As the chief moral guardian of the community, the church must implore men to be good and well-intentioned and must extol the virtues of kindheartedness and conscientiousness. But somewhere along the way, the church must remind men that devoid of intelligence, goodness and conscientiousness will become brutal forces leading to shameful crucifixions. Never must the church tire of reminding men that they have a moral responsibility to be intelligent…if we are to call ourselves Christians, we had better avoid intellectual and moral blindness.

In my personal favorite of King’s sermons, “A Knock at Midnight,” he seems to have predicted the current state of the American church, which, if you scroll through any evangelical news website long enough, is suffering from the mass exodus of young people from its pews. King predicted the reason for this exodus sixty years ago, and he offered the remedy:

The church must be reminded that it is not the master or the servant of the state, but rather the conscience of the state. It must be the guide and the critic of the state and never its tool. If the church does not recapture its prophetic zeal, it will become an irrelevant social club without moral or spiritual authority. If the church does not participate actively in the struggle for peace and for economic and racial justice, it will forfeit the loyalty of millions and cause men everywhere to say that it has atrophied its will.

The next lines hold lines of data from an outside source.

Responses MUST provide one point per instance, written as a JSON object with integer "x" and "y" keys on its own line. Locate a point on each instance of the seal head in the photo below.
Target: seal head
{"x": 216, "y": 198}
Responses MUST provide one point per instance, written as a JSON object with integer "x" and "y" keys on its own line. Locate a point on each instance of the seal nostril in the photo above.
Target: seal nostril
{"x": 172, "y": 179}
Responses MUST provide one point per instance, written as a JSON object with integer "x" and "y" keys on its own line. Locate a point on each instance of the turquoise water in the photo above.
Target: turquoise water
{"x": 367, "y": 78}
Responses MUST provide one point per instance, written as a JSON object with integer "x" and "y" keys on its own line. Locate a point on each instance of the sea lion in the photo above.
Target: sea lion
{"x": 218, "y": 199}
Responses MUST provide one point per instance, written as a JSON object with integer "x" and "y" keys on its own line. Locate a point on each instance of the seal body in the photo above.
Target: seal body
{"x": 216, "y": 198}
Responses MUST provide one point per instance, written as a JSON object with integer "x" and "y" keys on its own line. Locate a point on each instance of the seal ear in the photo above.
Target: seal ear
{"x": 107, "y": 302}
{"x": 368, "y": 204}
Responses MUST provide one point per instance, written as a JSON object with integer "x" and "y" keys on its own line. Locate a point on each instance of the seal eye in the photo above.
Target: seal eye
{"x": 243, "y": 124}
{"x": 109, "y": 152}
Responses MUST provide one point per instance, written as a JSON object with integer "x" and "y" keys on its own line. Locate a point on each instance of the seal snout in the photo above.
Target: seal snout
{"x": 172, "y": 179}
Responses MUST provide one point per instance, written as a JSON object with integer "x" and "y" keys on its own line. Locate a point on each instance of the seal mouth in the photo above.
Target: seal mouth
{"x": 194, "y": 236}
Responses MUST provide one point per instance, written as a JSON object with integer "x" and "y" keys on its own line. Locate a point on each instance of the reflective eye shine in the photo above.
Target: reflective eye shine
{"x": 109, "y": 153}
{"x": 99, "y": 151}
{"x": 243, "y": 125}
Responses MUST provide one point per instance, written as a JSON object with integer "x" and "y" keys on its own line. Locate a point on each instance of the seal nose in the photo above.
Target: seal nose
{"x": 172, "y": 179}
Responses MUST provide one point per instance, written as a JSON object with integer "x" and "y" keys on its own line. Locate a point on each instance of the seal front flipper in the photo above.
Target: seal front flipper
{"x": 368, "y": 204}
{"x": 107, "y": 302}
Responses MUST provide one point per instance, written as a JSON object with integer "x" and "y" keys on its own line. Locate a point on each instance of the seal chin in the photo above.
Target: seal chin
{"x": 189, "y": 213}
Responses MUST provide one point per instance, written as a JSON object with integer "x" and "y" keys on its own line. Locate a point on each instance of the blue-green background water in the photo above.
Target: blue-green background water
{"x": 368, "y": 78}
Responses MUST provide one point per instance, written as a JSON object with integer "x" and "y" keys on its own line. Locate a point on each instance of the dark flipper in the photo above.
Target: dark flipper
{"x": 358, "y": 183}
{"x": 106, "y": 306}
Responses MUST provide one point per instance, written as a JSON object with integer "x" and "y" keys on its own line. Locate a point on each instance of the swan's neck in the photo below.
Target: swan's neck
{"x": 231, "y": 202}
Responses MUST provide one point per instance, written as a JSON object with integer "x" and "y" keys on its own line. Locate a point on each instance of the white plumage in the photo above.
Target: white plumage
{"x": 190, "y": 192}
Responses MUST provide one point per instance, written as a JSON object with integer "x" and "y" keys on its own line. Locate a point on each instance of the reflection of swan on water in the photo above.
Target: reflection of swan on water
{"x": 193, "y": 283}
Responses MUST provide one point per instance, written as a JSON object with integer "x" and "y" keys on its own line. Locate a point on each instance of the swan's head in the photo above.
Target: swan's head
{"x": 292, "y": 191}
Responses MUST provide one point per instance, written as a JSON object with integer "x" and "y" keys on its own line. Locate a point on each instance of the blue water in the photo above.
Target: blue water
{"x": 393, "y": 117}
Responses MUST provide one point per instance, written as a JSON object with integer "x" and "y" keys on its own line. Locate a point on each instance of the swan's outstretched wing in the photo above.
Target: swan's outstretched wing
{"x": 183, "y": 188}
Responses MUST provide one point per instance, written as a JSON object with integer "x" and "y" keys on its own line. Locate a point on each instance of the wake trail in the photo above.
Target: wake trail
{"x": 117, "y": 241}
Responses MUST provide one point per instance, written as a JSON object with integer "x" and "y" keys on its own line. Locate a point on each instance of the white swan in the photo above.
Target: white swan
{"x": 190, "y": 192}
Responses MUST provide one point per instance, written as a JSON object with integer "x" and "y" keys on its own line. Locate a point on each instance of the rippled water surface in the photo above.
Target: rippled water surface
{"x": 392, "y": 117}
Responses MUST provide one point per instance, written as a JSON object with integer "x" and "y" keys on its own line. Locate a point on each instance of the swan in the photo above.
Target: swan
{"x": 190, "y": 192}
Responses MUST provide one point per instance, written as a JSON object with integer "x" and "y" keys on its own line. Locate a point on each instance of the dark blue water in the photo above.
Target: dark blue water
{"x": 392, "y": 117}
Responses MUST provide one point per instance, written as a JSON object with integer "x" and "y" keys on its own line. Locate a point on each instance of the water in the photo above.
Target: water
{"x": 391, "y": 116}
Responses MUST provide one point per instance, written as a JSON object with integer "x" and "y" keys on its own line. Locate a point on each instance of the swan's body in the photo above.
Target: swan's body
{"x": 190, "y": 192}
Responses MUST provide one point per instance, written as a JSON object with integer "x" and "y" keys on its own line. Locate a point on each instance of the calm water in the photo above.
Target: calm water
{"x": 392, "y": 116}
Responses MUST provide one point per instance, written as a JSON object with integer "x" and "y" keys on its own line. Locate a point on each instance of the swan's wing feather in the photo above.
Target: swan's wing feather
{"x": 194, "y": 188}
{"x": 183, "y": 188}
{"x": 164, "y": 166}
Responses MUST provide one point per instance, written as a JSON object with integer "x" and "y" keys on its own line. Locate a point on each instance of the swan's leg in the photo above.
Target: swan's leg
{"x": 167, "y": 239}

But if the church will free itself from the shackles of a deadening status quo and, recovering its great historic mission, will speak and act fearlessly and insistently in terms of justice and peace, it will enkindle the imagination of mankind and fire the souls of men, imbuing them with a glowing and ardent love for truth, justice, and peace. Men far and near will know the church as a great fellowship of love that provides light and bread for lonely travelers at midnight.

King’s warnings to the church might sound very cataclysmic and woebegone (most of the Biblical prophets were rarely optimistic) but in his most tender and perhaps the most deeply personal sermon in this collection, “Shattered Dreams,” King writes:

Almost anything that happens to us may be woven into the purposes of God. It may lengthen our cords of sympathy. It may break our self-centered pride. The cross, which was willed by wicked men, was woven by God into the tapestry of world redemption.

Katharine Armbrester is in the MFA creative writing program at the Mississippi University for Women. She is a devotee of Flannery O’Connor and Margaret Atwood and fully intends to be an equally disconcerting playwright—she thinks Alabama needs one.